Gelukkig is dat niet het einde van het verhaal op het monument. De tekst eindigt met een gedeelte uit Openbaring 21: „En de zee was niet meer…”
Over de dijk gaat de tocht nu weer naar het zuiden, naar een symbool van hoop en redding: de vuurtoren. Na een paar honderd meter doemt het rood-witte gevaarte aan de linkerkant op. Aan zijn voet ligt een enorm anker. Bakker betreedt de vuurwachterswoning naast de toren. ”Koert!” schreeuwt hij. „We zijn er!” De vuurtorenwachter blijkt zijn broer. Hij is boven bezig met het schoonmaken van de lampen. Via een smalle wenteltrap schuifelen de Ginkietochtdeelnemers langzaam naar boven.
Uitzicht
Terwijl Koert Bakker stoïcijns verdergaat met zijn schoonmaakwerkzaamheden, geniet de groep van het adembenemende uitzicht. In de verte is Enkhuizen zichtbaar, aan het einde van een lange dijk. Dichterbij is het oude dorp met zijn smalle steegjes prachtig te overzien. Op het strandje liggen een paar recreanten van de zon te genieten. En daarachter, daar komen de eerste vissersboten de haven binnenvaren. Wat zouden ze gevangen hebben?
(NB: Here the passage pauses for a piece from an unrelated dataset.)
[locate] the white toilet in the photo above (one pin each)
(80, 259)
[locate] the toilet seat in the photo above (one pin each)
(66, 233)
Even later is dat te zien, te ruiken en te voelen. Enkele stoere vissers legen hun netten in zwart plastic bakken. De inhoud glibbert paniekerig in het rond. „Palingen”, roept een jochie. Hij heeft gelijk; de beesten kronkelen alsof ze geëlektrocuteerd worden. Opeens valt er een op de straat. Een van de zeebonken pakt het beest rustig op en wendt zich met het dier in de hand naar een toekijkend blondje. „Even vasthouden?” vraagt hij. De gil zegt genoeg.
Broodje paling
Na het lossen verdwijnen de vissers met hun vangst in de loods van de visafslag. Niet lang erna zullen de palingen hun glibberige weg naar restaurants in heel Nederland en daarbuiten vinden. We hebben trek gekregen van al dat wandelen en klimmen. Rond de haven liggen restaurant genoeg. Wat zal het worden: koffie met appeltaart of toch maar een broodje paling?
Eiland op het droge
Ooit bestond Flevoland uit alleen maar water. Nu is het de grootste polder ter wereld. Grondlegger van de ontpoldering was ingenieur Cornelis Lely. Hij maakte in 1891 de eerste plannen voor het droogleggen van de toenmalige Zuiderzee. Duizenden arbeiders begonnen aan het zware handwerk van de inpoldering met uiteindelijk Flevoland als resultaat.
Midden in het centrum van Urk sta je letterlijk op de keileembult die vroeger als enige deel boven het water uit torende. Het is nog steeds het hoogste deel van het vissersdorp.
Op 3 oktober 1939 werd de dijk van Urk naar Lemmer gesloten. Een historisch moment: Urk was niet langer een eiland.